Moving the Next Generation: Testing a motor skill assessment sensor wear App with teachers in a real-word setting
# Projeto desenvolvido no âmbito da Universidade de Deakin, Melbourne – Austrália.
Deakin Science and Society Network – Deakin University, VIC, Australia
Natalie Lander (REDI – Research for Educational Impact, Deakin University)
- Eduarda Sousa-Sá (CIDEFES, Universidade Lusófona)
- Lisa Barnett (IPAN – Institute for Physical Activity and Nutrition, Deakin University)
- Shady Mohamed (IISRI – Institute for Intelligent Systems Research and Innovation, Deakin University)
- Darius Nahavandi (IISRI – Institute for Intelligent Systems Research and Innovation, Deakin University)
- Steven Lewis (Faculty of Arts and Education, Deakin University)
Faculty of Arts and Education (Deakin University – Australia); Faculty of Health (Deakin University – Australia); Faculty of Science, Engineering and Built Environment (Deakin University – Australia);.
Physical activity plays an important role in the prevention of metabolic, cardiovascular, musculoskeletal and mental health risk factors in children. Yet low levels of physical activity are pervasive, especially in schools. Motor competence (MC) plays a crucial role in development of and opportunities for an active lifestyle and is defined as an individual’s ability to execute gross motor skills (e.g., running, hopping, throwing, balancing) and is positively associated with healthy weight status, higher levels of PA and physical fitness. MC also positively influences children’s social and cognitive development and self-perception. The childhood years provide a critical window of opportunity to promote MC. As such, development of MC is a priority of Australian, and global, primary school Health and Physical Education (HPE) curriculums.
In spite of its importance, low levels of MC in children are a global health concern and demands an interdisciplinary approach to prevention.
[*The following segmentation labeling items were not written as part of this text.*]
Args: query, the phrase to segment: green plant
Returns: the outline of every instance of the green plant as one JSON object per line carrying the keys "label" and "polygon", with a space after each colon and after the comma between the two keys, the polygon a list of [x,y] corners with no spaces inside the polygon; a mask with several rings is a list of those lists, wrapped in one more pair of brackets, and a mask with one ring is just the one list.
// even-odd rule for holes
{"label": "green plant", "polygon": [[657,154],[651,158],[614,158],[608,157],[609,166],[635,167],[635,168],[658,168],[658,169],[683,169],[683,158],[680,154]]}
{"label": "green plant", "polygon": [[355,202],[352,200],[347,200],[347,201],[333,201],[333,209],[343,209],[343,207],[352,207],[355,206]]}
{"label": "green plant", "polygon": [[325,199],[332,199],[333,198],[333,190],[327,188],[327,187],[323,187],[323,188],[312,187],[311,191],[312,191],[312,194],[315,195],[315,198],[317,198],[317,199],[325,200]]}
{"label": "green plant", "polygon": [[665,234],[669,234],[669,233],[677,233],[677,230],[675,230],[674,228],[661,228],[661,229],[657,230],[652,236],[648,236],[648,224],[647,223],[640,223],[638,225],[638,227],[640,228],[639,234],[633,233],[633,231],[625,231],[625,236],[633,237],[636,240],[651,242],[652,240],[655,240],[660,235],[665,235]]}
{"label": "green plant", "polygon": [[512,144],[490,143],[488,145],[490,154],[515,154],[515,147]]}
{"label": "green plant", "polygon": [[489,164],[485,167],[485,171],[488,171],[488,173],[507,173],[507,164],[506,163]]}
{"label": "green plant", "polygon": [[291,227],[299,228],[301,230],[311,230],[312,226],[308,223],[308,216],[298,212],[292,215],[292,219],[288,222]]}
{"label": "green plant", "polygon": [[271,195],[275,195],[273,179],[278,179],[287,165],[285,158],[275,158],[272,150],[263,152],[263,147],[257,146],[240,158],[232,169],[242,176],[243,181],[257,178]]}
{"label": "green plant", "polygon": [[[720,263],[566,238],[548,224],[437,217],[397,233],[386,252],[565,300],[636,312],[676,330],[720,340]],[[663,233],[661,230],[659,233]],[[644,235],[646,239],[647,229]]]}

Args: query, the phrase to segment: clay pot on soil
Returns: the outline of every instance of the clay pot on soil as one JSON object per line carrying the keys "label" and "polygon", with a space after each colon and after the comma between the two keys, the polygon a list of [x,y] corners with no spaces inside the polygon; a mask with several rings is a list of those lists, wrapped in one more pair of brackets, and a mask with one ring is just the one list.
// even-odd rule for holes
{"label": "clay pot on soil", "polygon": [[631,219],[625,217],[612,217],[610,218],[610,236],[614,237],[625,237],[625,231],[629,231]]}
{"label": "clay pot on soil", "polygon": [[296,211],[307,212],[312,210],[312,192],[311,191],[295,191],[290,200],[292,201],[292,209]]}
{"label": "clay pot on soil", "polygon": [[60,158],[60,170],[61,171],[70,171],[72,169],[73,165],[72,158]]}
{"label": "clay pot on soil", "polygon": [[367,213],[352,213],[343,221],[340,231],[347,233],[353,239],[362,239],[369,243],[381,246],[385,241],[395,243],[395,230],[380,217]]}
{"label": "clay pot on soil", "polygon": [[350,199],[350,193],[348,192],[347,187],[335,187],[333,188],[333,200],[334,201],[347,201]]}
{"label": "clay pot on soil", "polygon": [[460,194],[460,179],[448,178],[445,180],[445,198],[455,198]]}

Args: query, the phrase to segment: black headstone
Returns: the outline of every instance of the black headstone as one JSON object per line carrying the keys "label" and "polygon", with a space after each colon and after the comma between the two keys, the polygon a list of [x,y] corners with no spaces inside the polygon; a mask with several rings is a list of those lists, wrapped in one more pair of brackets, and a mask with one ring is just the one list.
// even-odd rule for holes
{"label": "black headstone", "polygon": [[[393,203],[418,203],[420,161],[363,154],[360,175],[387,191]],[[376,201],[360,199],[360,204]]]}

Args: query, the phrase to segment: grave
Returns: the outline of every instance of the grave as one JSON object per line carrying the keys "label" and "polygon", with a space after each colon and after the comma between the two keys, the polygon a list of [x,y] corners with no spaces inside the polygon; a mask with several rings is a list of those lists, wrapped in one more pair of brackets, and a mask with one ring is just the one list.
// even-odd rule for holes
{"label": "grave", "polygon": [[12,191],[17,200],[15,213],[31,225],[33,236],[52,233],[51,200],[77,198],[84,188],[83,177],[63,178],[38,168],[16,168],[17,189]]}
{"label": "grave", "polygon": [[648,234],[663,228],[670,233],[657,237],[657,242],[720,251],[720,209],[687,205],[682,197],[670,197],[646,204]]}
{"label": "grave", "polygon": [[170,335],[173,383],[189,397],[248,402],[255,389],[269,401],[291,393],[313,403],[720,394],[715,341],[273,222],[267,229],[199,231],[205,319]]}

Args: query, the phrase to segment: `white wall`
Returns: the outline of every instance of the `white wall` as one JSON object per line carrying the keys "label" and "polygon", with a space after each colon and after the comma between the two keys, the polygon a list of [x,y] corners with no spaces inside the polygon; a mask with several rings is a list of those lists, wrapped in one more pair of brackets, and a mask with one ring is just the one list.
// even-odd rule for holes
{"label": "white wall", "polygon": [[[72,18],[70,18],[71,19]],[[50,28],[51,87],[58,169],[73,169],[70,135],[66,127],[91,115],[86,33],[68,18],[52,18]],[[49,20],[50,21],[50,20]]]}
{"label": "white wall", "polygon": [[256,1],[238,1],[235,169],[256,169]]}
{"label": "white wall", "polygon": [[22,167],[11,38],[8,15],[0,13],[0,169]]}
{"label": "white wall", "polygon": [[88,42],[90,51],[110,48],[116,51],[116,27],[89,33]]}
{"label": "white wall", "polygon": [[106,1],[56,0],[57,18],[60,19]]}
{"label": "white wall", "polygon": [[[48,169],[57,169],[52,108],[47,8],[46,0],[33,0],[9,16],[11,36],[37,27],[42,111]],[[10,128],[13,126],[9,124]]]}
Investing in better MC assessment and intervention early in life should be a global research priority. Yet, the use of many and varied MC assessment tools impedes direct comparisons, and existing MC assessment is challenging due to time, cost, resources and training needed to assess MC accurately. This impacts on the feasibility of MC assessment, resulting in minimal in-field application, particularly in a school setting. Unsurprisingly, generalist teachers report low confidence and competence and are ill equiped to assess and instruct MC. Objective assessment of MC will reduce time and cost of field assessment and provide real-time feedback, so that remediation of deficiency is accurate, specific and immediate.
A MC assessment tool using Inertial Measurement Units has been recently developed for use in child samples by our research team. Children were able to be assessed in seven common movement skills, in a research setting. Data was downloaded in real time to a tablet with areas of improvement targeted. For research translation to occur, future research is needed to i) refine the prototype for use by teachers, and ii) to test implementation effectiveness of the App when used by teachers in schools.